Lack of trust. It's easy for a highly skilled human to feel as though he is more capable of managing incident response than a machine. Distrust of technology can be a huge hurdle to overcome, but ultimately—given the shift in type, frequency, and complexity of cyberattacks—it's a futile argument.
Fear of change. One misconception is that automation spells the inevitable elimination of the human workforce. Will technology take over cybersecurity operations? Will robots replace the IT department? The fact is that while automation is undoubtedly changing the way people work, it also creates new opportunity for people to coordinate and use technology more effectively.
Advantages of using automation
Cyber automation enables organizations to find and reduce risk in areas that may have a low but essential impact on the company. Streamlining these important risk management tasks frees up IT resources and staff to assess high-risk areas and helps them manage risk more efficiently.
Better decision making. One challenge corporate leader’s face is having to make critical business decisions quickly, often without being able to assess the risk to other parts of the business. Using cyber automation across the company provides a grouping of high, medium, and low-risk areas, each of which requires a direct coloration to business impact. This enables executives to make more informed decisions about how the business is run and where to make investments.
Increased efficiency. Adding automation into IT systems management can help streamline business workflows, data management, and protection to create a much more stable and efficient environment.
A clear view of enterprise risk management.
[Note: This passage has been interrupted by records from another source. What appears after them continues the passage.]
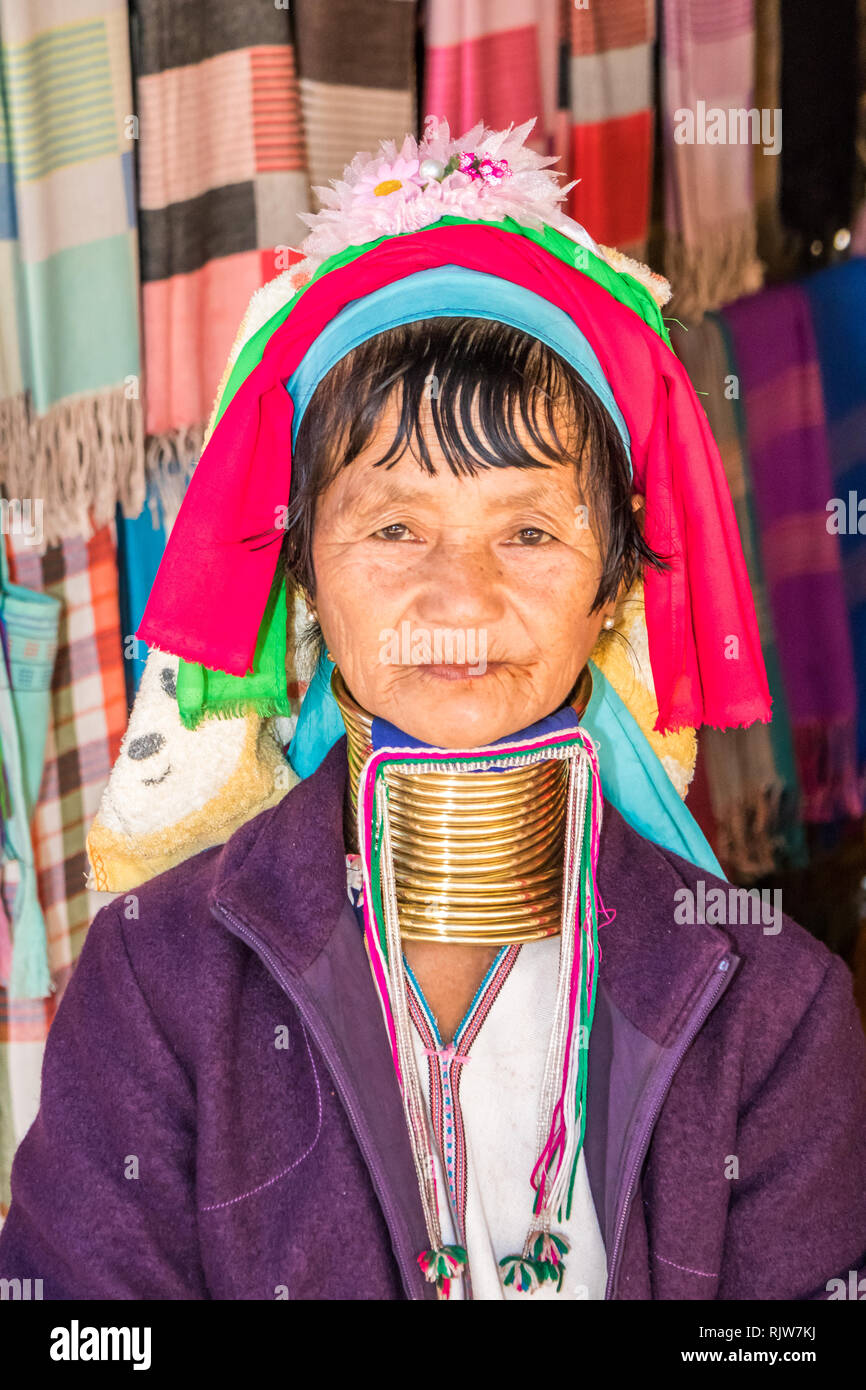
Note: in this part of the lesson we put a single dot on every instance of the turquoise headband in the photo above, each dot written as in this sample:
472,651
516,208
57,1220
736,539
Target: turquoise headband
469,293
633,777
Several of the high profile breaches in 2018 and 2019 have occurred because of poor enterprise risk management and the inability to identify high risk and low-risk areas. Not patching an IT system promptly may seem trivial on the surface, but if not done, can impact the company adversely. Equifax is a prime example of this. And not creating a plan that coordinates older IT systems with newer technologies to provide innovative business solutions can also damage a company, as in the case of Marriott hotels.
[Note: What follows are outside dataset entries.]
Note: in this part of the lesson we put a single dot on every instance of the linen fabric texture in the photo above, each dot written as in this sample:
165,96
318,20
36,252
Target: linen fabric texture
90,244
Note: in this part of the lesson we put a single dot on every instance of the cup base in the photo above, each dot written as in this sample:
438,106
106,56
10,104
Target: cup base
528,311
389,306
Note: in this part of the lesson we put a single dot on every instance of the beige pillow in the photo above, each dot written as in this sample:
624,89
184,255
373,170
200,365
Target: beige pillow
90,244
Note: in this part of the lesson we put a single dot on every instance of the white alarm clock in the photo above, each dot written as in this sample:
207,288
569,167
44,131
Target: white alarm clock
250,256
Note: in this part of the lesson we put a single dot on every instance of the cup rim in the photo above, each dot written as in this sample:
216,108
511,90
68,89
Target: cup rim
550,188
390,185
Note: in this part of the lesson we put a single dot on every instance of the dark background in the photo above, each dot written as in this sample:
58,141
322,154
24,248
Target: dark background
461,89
Focus on high-value activities. The time saved through automation will free up cyber teams so they can allocate their energies to monitoring, threat mitigation, and response on the most critical areas of the system.
Minimize the risk of human error. Automation can also help reduce the possibility of injecting human error into security tasks. For example, office networks are commonly compromised through phishing emails, which try to trick recipients into clicking links to malware. Phishing emails are becoming more complex, making normal analysis more challenging. Automated tools could quickly weed out such emails from company servers.
Today, low-risk tasks can be automated, which frees up resources to focus on high-risk areas that need extra protection and management. But, in the future, as cyber defense automation technology matures, business and IT risk management will benefit even more when higher risk areas become automatable. In general, cybersecurity automation can strengthen a company’s risk management and increase resilience in the following ways:
Methodically and persistently identifies the risks surrounding your business activities.
Assesses the likelihood of an event occurring.
Provides an understanding of how to respond to these events.
Puts systems in place to deal with the consequences.
Monitors the effectiveness of your risk management approaches and controls.
Improves decision-making, planning, and prioritization.
Helps manage capital investments and resources more efficiently.
Helps you identify the highest risk areas and helps focus on ensuring those systems are resilient.